Las movilizaciones populares que han venido siendo encabezadas hasta hace muy poco por los sindicatos independientes y la Confederación de Nacionalidades Indígenas (Conaie), desde la llegada del reflujo económico están pasando a ser hegemonizadas por la derecha, que comienza a reposicionarse en el tablero político. La izquierda política y social aún no manifiesta condiciones para generar alternativas al modelo implementado por el neopopulismo correísta. Su discurso crítico se limitó a marcar las contradicciones existentes entre el discurso y la praxis oficialista: revolución, socialismo, poder popular o gobierno de los trabajadores versus aumento de los beneficios empresariales, incremento de los grupos nacionales de capital con la incorporación del capital emergente, agudización de la explotación laboral, control y criminalización de la protesta social. Los sectores políticos más progresistas ni siquiera cuentan hoy con organizaciones políticas capaces de disputar en términos hegemónicos el liderazgo poscorreísta.
Sin embargo, en una coyuntura enmarcada por la quiebra del concepto gramsciano de hegemonía ideológica y dominio social correísta, son los sectores conservadores los que mejor han entendido que la política electoral consiste en agudizar las contradicciones del oponente. Para ello han aprovechado el descontento ante las nuevas medidas implementadas desde el gobierno, que buscan el refinanciamiento del Estado, pasando a protagonizar la resistencia ante dos de las propuestas más redistributivas que el régimen ha planteado en los últimos años: el incremento de impuestos a la plusvalía de los bienes inmuebles y a las herencias.
Si bien el inicio del declive oficialista puede datarse en las elecciones seccionales de febrero del pasado año, cuando perdió un tercio de su electorado, su colofón ha tenido lugar frente a las movilizaciones de junio -se habla de medio millón de personas movilizadas en todo el país-, lo cual culminó con la retirada por parte del gobierno de sus propuestas de reforma fiscal.
En la práctica, el oficialismo puso en evidencia que, más allá de su permanente conflicto con las organizaciones populares, sus debilidades se perciben más claramente cuando los sectores conservadores se movilizan. La visita del papa Francisco, esta semana, que pretendía ser utilizada como un acto de respaldo a Rafael Correa ante un supuesto y estratégicamente inventado golpe de Estado, terminó teniendo un efecto negativo para la imagen presidencial. Los principales medios de comunicación internacionales se encargaron de posicionar mediáticamente, y con especial ahínco, las rechiflas recibidas por el mandatario mientras acompañaba al líder religioso.

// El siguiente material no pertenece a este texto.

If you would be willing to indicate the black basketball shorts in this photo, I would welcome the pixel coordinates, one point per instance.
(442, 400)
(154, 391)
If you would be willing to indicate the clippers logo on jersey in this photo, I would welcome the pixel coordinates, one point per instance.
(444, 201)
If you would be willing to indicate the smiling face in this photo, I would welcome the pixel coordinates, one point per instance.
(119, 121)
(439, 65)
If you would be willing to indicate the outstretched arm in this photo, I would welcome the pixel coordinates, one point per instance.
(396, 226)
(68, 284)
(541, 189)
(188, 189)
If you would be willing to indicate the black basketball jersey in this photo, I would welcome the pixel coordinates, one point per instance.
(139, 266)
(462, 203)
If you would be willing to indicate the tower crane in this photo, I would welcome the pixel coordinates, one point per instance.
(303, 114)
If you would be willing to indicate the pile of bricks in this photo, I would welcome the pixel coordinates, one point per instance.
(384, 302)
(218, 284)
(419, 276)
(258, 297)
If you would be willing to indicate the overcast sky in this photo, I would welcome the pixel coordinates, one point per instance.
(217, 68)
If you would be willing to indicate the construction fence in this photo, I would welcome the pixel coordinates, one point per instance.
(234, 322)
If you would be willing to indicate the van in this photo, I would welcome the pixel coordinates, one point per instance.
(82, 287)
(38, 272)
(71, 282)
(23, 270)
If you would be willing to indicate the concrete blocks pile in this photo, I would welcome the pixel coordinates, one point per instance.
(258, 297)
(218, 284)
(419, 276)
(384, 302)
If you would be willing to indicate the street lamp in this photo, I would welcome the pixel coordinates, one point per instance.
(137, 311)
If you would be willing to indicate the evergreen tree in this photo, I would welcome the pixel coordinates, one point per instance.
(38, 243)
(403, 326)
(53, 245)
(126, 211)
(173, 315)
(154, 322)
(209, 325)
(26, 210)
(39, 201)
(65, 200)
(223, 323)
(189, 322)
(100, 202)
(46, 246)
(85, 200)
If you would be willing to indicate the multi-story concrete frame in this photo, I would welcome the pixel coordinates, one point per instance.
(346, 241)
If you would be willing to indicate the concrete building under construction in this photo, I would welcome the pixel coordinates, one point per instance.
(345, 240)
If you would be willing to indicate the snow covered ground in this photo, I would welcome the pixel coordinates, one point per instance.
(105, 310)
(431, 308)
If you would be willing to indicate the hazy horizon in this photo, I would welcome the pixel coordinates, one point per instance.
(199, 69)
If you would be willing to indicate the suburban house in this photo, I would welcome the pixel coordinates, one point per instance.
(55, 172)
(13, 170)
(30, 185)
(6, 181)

Está por verse el desenlace de esta trama: el liderazgo en filas conservadoras está en disputa, y las condiciones en que llegarán a los comicios presidenciales y legislativos de 2017 dependerán de sus capacidades de entendimiento interno; queda también por ver cuál será la evolución del mercado global del crudo, así como la capacidad interna del correísmo para superar sus lógicas cartesianas del «conmigo o contra mí».
* Sociólogo y periodista. Director de la Fundación Alternativas Latinoamericanas de Desarrollo Humano y Estudios Antropológicos.